WebNovels

Chapter 5 - Chapter Five : Study Room B

Study Room B was smaller than Eleanor expected.

Two chairs. One narrow table. A whiteboard with ghosted marker stains that refused to disappear. The air smelled faintly of disinfectant and old books, the kind of space meant for quiet desperation rather than breakthroughs.

Eleanor arrived ten minutes early.

She always did.

Her bag went on the chair closest to the wall. Laptop centered. Notebook opened to a clean page. Printed syllabus stacked neatly beside it. She checked the clock on her phone, then placed it face-down in her bag.

Control mattered.

She opened Xander Everhart's academic record again, scanning it carefully this time. Not for the first impression, but for patterns.

Missed deadlines, not failed ones.

Average exam scores despite inconsistent attendance.

Strong in-class responses when present.

This wasn't inability. It was avoidance.

The door opened at exactly four.

Xander stepped in without hesitation, helmet tucked under his arm, backpack slung loosely over one shoulder. He paused for half a second, eyes moving across the room like he was assessing terrain.

"So this is where my academic downfall gets fixed," he said.

"Sit," Eleanor replied, still typing.

He did, dragging the chair back and leaning into it comfortably, one arm draped over the backrest like this was a hangout spot.

She finally looked up at him. "Before we begin, there are rules."

He smiled slightly. "Knew it."

"No phones. No walking out halfway. If you don't understand something, you say it. If you don't do the work, I don't lie to lecturers."

"You lie to lecturers?" he asked.

"I don't," she replied. "Other tutors do."

He nodded slowly. "Fair."

She turned her laptop toward him, pulling up his last essay. "We're starting here."

He leaned forward, interest piqued despite himself. "I thought tutors usually go easy at first."

"I don't," Eleanor said. "Why did you choose this introduction?"

He scanned the paragraph. "Because it sounded intelligent."

"It doesn't."

He blinked. "Wow."

"It's vague," she continued evenly. "You repeat the question instead of answering it. You use complicated phrasing to avoid committing to an argument."

"So I'm lazy."

"No. You're cautious."

He scoffed lightly. "That's generous."

"You avoid depth because depth requires accountability," Eleanor said. "You don't like being wrong."

Xander's jaw tightened slightly. "You got all that from one paragraph?"

"Yes."

He leaned back, exhaling slowly. "You're different."

"Focus."

She pointed at the screen. "What is your actual argument here?"

"That—" he hesitated, frowning, "that the author critiques class division through character contrast."

"Good," Eleanor said. "Why didn't you say that?"

"Because it sounded too simple."

"Simple is clear," she replied. "Clear gets marks."

She handed him a pen and slid the notebook toward him. "Write the thesis again. One sentence."

He stared at the page. "Now?"

"Yes."

He hesitated, then wrote. Slowly. When he finished, he pushed the notebook back.

She read it carefully. "Better. Still unfocused."

He leaned forward. "You're brutal."

"I'm honest."

He watched her as she rewrote the sentence, tightening it, sharpening the language without overcomplicating it.

"You do this easily," he said.

"I do this often."

They worked through the essay section by section. Eleanor corrected structure, not content. She asked questions instead of giving answers. When he tried to deflect with humor, she waited him out. When he rushed, she stopped him.

At one point, he groaned and leaned back. "This is worse than practice drills."

"Because you can't rely on muscle memory," she said. "You have to think."

He rubbed his face. "I hate thinking."

"I know."

Outside the window, the football field began to fill. Players ran drills under the late afternoon sun, their shouts faint but rhythmic.

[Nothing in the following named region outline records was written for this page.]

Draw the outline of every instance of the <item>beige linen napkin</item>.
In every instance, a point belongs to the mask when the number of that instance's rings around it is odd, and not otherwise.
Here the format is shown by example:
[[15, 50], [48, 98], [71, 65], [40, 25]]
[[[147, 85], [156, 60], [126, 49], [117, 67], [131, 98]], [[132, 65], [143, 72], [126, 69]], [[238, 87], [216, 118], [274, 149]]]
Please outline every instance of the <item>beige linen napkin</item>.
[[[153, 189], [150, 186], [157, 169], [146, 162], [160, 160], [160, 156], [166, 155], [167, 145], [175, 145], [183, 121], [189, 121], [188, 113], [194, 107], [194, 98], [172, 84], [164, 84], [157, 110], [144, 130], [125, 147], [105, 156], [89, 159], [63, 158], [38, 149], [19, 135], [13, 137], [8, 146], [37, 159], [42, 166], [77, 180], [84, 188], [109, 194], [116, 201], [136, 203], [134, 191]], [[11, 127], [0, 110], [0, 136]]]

Xander glanced out. His expression shifted—not longing, not resentment, just awareness.

"You're risking your place on the team," Eleanor said quietly.

He looked back at her. "I know."

"Then why aren't you trying harder?"

He was silent for a moment. "Because failing quietly is easier than failing publicly."

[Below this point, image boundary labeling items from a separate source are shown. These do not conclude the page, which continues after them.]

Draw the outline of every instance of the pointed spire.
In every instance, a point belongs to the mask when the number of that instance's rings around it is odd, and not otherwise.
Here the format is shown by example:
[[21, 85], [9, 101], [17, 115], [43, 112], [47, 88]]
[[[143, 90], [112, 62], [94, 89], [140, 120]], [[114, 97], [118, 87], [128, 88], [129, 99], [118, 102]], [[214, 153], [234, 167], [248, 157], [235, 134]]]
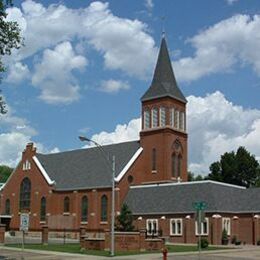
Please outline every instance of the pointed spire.
[[165, 40], [165, 34], [163, 34], [152, 84], [142, 96], [141, 101], [167, 96], [178, 99], [184, 103], [187, 102], [177, 85]]

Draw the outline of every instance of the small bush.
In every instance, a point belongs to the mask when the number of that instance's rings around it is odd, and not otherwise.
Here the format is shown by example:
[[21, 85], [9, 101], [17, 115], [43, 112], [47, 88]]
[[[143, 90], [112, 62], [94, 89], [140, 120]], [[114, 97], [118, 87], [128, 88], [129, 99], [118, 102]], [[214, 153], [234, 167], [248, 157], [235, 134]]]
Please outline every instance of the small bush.
[[[198, 241], [198, 246], [199, 246], [199, 241]], [[207, 248], [209, 246], [209, 242], [206, 238], [202, 238], [200, 240], [200, 246], [201, 248]]]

Eleanor didn't respond immediately. She let the statement sit.

"Back to the essay," she said finally.

The session stretched longer than planned. Eleanor checked the time once and frowned.

"We're over."

He glanced at his watch. "I didn't notice."

"That means you were focused."

He smirked. "Or tortured."

She packed her things. "Tomorrow. Same time."

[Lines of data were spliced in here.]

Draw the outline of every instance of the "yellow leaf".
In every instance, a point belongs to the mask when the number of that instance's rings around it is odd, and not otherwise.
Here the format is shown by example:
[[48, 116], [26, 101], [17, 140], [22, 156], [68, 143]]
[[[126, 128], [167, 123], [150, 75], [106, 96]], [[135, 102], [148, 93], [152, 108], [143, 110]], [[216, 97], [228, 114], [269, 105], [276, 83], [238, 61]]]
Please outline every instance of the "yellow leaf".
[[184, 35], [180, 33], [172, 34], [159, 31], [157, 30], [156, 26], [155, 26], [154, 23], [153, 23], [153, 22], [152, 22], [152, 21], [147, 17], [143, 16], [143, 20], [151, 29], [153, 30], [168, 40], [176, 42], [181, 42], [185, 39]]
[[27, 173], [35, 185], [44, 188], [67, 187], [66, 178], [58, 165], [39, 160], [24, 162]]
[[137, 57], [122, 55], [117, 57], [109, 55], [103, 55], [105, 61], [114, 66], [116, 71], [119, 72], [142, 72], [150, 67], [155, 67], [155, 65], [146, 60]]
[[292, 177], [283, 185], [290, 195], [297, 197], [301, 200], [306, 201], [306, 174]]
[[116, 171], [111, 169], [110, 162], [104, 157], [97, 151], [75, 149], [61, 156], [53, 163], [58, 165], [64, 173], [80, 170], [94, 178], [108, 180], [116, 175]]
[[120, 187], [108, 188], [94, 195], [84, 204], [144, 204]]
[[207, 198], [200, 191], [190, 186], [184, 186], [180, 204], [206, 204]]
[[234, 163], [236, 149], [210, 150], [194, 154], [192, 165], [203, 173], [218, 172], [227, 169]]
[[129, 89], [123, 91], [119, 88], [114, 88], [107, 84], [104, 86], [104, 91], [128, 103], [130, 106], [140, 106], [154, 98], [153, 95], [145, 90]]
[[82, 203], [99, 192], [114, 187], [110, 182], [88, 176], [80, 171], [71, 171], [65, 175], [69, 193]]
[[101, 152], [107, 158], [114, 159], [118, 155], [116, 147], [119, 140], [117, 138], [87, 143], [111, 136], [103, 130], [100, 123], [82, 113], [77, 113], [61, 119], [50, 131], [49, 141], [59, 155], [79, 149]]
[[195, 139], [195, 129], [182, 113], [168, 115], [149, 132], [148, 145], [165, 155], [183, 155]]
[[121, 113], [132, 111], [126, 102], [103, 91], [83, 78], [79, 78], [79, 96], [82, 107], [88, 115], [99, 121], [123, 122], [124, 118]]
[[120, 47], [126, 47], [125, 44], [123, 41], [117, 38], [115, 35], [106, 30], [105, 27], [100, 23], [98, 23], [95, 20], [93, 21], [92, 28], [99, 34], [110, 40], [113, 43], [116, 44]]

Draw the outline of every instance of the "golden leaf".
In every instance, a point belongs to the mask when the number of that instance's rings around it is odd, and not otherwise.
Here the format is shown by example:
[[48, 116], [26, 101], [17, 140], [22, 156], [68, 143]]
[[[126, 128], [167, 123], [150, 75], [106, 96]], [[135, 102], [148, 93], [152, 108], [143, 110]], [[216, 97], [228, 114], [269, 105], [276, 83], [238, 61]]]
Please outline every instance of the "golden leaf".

"Wait," he said. "Every day?"

"Yes."

"And if I miss one?"

"Then we don't continue."

He studied her for a moment. "You don't negotiate."

"No."

He stood, slinging his backpack over his shoulder. "You don't act like someone who's intimidated by me."

"I'm not."

That surprised him more than anything else so far.

As Eleanor reached the door, voices echoed faintly from the hallway—students passing, laughter, someone mentioning his name without realizing he was inside.

He heard it.

She heard it too.

Neither commented.

She left first.

Xander stayed behind, staring at the revised essay on the screen, then at the empty chair across from him. He shut the laptop slowly, stood, and left the room without his usual swagger.